Whether to strictly enforce node and relationship type constraints. Defaults to True.

use_structured_output bool

Whether to use the LM's structured output capabilities. Defaults to True.

prompt_builder PromptBuilder

The prompt builder used to generate prompts for the LM. If None, creates a default prompt builder with the mind map extraction prompt.

Example
from gllm_inference.lm_invoker import OpenAILMInvoker
from gllm_misc.graph_transformer import LMBasedMindMapTransformer
from gllm_core.schema import Chunk

# Create an LM invoker
invoker = OpenAILMInvoker(model_name="gpt-4o-mini", api_key="sk-proj-123")

# Create a mind map transformer
transformer = LMBasedMindMapTransformer(lm_invoker=invoker)

# Extract mind map from text
chunks = [Chunk(content="Artificial Intelligence is transforming industries...")]
mind_map_docs = await transformer.convert_to_graph_documents(chunks)

Initialize the LMBasedMindMapTransformer with the specified configuration.

This constructor sets up the mind map transformer with appropriate defaults for mind map extraction if not explicitly provided.

Parameters:

Name Type Description Default
lm_invoker BaseLMInvoker

The language model invoker to use for generating graph data.

required
allowed_nodes list[str] | None

Optional list of allowed node types. If None, defaults to MINDMAP_DEFAULT_ALLOWED_NODES (CentralTheme, MainIdea, SubIdea). Defaults to None.

None
allowed_relationships list[str] | list[tuple[str, str, str]] | None

Optional list of allowed relationship types. If None, defaults to MINDMAP_DEFAULT_ALLOWED_RELATIONSHIPS which define the hierarchical structure of a mind map. Defaults to None.

None
prompt_builder PromptBuilder | None

Optional prompt builder. If None, creates a default prompt builder with the mind map extraction prompt. Defaults to None.

None
root_node_type str | None

Optional root node type. If None, uses the default root node type MINDMAP_DEFAULT_ROOT_NODE_TYPE. Defaults to None.

None
strict_mode bool

Whether to strictly enforce node and relationship type constraints. Defaults to True.

True
use_structured_output bool

Whether to use the LM's structured output capabilities. Defaults to True.

True

Raises:

Type Description
ValueError

If root_node_type is not in allowed_nodes.

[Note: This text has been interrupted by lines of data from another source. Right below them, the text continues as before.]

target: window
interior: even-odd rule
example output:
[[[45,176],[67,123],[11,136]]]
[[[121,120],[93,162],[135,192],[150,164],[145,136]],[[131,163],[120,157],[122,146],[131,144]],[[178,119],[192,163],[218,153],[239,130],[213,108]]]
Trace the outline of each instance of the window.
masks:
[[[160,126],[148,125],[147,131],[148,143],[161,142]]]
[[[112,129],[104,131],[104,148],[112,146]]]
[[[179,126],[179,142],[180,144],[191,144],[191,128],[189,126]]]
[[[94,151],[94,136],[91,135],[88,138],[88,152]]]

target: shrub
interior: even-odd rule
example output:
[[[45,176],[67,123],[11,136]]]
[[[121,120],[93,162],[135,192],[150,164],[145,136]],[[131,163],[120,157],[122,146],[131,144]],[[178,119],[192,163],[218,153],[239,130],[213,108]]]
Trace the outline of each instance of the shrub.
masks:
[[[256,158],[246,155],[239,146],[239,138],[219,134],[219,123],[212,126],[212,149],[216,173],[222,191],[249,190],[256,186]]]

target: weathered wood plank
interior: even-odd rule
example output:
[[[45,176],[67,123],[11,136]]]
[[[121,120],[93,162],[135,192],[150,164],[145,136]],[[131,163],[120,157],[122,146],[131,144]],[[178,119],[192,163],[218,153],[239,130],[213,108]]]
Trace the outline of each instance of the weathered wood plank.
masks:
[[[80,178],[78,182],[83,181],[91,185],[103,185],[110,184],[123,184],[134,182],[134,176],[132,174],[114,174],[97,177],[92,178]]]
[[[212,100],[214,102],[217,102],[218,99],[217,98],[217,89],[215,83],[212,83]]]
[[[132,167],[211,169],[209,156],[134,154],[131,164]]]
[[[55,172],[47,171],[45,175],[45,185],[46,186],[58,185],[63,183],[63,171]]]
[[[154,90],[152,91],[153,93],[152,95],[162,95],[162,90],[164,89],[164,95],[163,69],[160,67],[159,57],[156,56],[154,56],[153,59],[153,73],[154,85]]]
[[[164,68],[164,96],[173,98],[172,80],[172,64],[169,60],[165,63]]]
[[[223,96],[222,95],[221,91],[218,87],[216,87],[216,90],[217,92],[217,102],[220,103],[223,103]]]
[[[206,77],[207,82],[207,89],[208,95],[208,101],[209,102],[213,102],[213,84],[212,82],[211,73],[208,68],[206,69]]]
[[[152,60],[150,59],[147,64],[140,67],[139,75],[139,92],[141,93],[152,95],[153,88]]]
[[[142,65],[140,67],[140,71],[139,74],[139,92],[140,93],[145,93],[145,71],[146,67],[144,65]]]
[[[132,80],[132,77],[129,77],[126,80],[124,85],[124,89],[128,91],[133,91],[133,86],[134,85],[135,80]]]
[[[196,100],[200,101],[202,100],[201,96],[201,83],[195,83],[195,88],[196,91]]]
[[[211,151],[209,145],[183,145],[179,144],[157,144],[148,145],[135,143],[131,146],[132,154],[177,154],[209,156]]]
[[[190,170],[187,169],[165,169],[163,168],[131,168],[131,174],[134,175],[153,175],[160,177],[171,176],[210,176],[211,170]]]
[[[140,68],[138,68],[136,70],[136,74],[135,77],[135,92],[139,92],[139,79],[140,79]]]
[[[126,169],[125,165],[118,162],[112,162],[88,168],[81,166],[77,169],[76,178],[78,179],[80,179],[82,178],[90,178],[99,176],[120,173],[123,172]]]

convert_to_graph_documents(documents) async

Asynchronously convert a sequence of text chunks into graph documents.

This method overrides the parent class to ensure that each graph document has its root nodes merged after processing.

Parameters:

Name Type Description Default
documents list[Chunk]

A list of Chunk objects containing the text content to transform into graphs.

required

Returns:

Type Description
list[GraphDocument]

list[GraphDocument]: A list of GraphDocument objects, each containing nodes and relationships extracted from the corresponding input chunk, with merged root nodes.

Node

Bases: BaseModel

Represents a node in a graph with associated properties.

Attributes:

Name Type Description
id str

A unique identifier for the node.

type str

The type or label of the node. Defaults to "Node".

properties dict

Additional properties and metadata associated with the node.

Relationship

Bases: BaseModel

Represents a directed relationship between two nodes in a graph.

Attributes:

Name Type Description
source Node

The source node of the relationship.

target Node

The target node of the relationship.

type str

The type of the relationship. Defaults to "Relationship".

properties dict

Additional properties associated with the relationship.